FIG. 1 shows the spinning device used in the examples.

Explanation of symbols

1 Power supply device 2 Syringe 3 Needle 4 Collector 5 Polymer solution 6 Polymer solution 7 Fiber

Claims (5)

A harmful substance removing material comprising a carrier containing a first fiber having a fiber diameter of less than 1 μm and a second fiber having a fiber diameter of 1 μm or more, wherein the ratio of the first fiber to the second fiber is in the film thickness direction. Hazardous material removal material characterized by changes. 2. The hazardous substance removing material according to claim 1, wherein the ratio of the first fiber to the second fiber increases from a position closer to the surface of the carrier toward a position farther from the surface.
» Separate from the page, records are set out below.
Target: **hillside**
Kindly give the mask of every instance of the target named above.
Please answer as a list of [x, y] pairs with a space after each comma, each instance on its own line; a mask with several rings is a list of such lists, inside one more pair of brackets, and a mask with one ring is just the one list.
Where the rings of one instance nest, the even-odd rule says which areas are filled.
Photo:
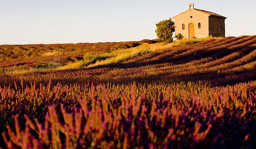
[[0, 50], [0, 147], [256, 148], [256, 35]]
[[[17, 68], [34, 63], [32, 69], [21, 69], [21, 72], [35, 72], [23, 74], [23, 79], [30, 81], [34, 80], [32, 78], [39, 77], [39, 82], [45, 83], [51, 78], [56, 83], [72, 80], [69, 81], [72, 84], [92, 81], [128, 83], [132, 81], [144, 83], [168, 80], [171, 82], [200, 80], [214, 86], [233, 84], [254, 80], [256, 77], [256, 37], [210, 38], [200, 42], [188, 40], [173, 45], [145, 43], [131, 49], [115, 49], [112, 51], [105, 49], [100, 53], [96, 53], [96, 50], [84, 56], [77, 54], [75, 55], [80, 56], [76, 58], [72, 56], [73, 61], [71, 62], [70, 60], [66, 63], [61, 61], [61, 58], [69, 56], [57, 55], [32, 58], [37, 62], [26, 63], [24, 59], [22, 61], [15, 60], [13, 62], [10, 60], [2, 62], [1, 65], [4, 70], [10, 70], [11, 73], [13, 65], [18, 66], [14, 66]], [[179, 44], [184, 45], [177, 46]], [[44, 61], [44, 59], [46, 59]], [[70, 69], [72, 68], [79, 70]], [[67, 70], [58, 71], [61, 69]], [[48, 70], [57, 72], [43, 73]], [[40, 71], [43, 72], [40, 73]], [[1, 80], [0, 85], [8, 85], [9, 82], [19, 80], [19, 78], [18, 75], [6, 75], [4, 80]]]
The hazardous substance removing material according to claim 1 or 2, wherein a ratio of the first fiber to the second fiber is changed within a range of 1: 9 to 9: 1. The harmful substance removing material according to any one of claims 1 to 3, wherein the carrier carries an antibody. A method for removing harmful substances, comprising removing harmful substances in a gas phase or a liquid phase using the hazardous substance removing material according to any one of claims 1 to 4.